There’s a ton of ways to see how your client’s business is doing. One way to calculate performance is by looking at numbers year-over-year (YOY). A YOY comparison of figures is a high-level view that looks at how your client has grown over the past 12 months. To calculate YOY return, start by taking the current year’s net income and subtracting it from last year’s income. Then, divide your client’s current year net income by this difference. This return shows the growth or loss rate in net income between periods.
YOY comparisons are great for a couple of reasons. First, they eliminate any seasonality from your client’s company. When looking at numbers month to month, there might be holidays, weather, or other factors that swing business between such short time periods. Looking at things from a higher level on a year-over-year basis strips the differences that come up just because of timing. Second, they help you notice longer-term trends. Growth from one month to the next is great news, but is it sustainable? If your client has grown the past three years, this is much more impactful, easier to forecast, and insightful than growth over just three months.

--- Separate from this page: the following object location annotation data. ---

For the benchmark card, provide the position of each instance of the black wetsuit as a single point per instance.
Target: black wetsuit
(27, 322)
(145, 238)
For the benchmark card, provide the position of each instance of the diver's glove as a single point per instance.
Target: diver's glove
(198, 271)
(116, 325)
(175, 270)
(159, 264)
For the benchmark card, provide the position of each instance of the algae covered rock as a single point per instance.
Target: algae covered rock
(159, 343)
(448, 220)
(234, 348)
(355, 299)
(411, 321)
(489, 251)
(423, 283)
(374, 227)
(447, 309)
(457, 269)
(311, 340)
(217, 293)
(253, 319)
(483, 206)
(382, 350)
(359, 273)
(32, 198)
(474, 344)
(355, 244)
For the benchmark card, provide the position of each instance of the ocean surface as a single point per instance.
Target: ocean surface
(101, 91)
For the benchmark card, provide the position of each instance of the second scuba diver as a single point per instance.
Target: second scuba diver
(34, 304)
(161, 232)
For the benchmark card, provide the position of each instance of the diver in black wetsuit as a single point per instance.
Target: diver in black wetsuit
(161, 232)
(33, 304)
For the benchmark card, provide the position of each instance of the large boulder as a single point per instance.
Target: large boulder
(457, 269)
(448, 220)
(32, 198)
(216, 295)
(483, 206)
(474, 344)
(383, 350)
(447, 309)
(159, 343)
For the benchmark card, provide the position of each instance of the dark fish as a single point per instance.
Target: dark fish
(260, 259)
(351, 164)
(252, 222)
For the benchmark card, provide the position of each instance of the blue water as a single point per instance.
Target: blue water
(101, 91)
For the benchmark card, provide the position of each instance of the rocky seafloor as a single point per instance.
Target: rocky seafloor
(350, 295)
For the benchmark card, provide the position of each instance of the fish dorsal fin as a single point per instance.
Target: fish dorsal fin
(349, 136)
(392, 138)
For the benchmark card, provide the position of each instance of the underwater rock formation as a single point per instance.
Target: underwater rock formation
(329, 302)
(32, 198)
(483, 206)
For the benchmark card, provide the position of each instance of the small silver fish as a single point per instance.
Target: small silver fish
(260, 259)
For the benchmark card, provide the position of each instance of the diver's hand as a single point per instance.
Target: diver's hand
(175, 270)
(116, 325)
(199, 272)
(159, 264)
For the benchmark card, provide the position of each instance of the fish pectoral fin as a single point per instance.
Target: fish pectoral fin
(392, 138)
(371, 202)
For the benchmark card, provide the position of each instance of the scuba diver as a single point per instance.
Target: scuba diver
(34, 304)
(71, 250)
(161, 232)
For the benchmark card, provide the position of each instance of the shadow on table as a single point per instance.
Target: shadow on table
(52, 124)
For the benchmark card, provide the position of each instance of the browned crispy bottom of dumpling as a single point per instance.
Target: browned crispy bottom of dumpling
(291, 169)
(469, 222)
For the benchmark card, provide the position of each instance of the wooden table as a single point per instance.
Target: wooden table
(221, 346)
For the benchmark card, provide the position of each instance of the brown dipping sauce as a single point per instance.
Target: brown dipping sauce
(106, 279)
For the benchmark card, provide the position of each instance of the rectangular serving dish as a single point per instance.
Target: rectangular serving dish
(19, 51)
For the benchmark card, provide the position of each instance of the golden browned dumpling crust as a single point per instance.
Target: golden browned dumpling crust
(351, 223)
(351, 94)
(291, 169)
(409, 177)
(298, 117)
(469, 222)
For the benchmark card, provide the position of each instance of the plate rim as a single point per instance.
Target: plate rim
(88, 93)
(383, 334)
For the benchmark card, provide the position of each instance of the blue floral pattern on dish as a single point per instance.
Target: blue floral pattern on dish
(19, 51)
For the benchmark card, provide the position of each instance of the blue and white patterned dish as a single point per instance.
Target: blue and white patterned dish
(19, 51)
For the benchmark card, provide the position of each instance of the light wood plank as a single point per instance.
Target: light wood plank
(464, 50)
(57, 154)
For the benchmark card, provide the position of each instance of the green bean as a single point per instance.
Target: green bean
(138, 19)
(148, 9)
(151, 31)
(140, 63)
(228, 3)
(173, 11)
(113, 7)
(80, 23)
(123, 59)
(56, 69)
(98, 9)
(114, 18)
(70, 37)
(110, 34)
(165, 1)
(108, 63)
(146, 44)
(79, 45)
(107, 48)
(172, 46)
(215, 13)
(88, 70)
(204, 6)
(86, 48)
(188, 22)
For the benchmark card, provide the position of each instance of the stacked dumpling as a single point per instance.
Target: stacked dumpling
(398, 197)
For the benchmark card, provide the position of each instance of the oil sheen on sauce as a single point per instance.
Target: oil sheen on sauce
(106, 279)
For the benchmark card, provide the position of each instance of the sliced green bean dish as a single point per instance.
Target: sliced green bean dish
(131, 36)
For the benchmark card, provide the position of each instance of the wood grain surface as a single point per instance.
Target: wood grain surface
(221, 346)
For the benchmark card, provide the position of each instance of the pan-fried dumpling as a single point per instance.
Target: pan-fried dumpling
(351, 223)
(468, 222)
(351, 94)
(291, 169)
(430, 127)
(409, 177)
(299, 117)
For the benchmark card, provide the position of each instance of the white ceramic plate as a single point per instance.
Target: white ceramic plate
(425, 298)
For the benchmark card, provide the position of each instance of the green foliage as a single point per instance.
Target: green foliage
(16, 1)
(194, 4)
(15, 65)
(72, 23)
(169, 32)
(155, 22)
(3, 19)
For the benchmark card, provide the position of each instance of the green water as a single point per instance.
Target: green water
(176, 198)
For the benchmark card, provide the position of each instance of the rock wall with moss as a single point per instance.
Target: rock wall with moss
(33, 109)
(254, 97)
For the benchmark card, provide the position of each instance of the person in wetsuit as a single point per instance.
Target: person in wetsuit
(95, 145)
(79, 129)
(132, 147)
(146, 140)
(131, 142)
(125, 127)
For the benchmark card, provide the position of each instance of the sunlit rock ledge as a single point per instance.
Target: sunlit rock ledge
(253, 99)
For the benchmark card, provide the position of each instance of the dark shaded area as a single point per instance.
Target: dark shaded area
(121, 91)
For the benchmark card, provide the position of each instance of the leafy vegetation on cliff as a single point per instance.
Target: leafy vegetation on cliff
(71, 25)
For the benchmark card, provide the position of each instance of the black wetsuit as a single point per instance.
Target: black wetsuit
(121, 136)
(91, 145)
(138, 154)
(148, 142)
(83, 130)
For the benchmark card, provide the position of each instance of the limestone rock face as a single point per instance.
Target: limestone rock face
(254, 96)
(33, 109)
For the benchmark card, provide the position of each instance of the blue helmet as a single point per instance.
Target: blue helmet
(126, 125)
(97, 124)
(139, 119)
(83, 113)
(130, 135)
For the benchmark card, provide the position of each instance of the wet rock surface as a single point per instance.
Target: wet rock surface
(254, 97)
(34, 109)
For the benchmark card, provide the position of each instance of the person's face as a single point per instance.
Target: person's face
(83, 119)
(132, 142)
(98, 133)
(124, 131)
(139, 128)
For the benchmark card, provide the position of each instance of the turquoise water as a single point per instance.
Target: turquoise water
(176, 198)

YOY analysis can be put into practice for any numbers. Instead of limiting these calculations to net income, use the same practice for specific expenses or total expenses. The main hurdle to this practice is the need for consistent reporting and business operations. If your client acquired a company or launched a new product, the numbers will be accurate but a little skewed. This type of YOY analysis won’t be helpful in decision-making as there might be sharp spikes up and down that don’t reflect normal operations.
YOY analysis is a great way to see what sort of changes are happening over long periods of time. Track the changes from one year to the next to get a big picture view of how your client is doing.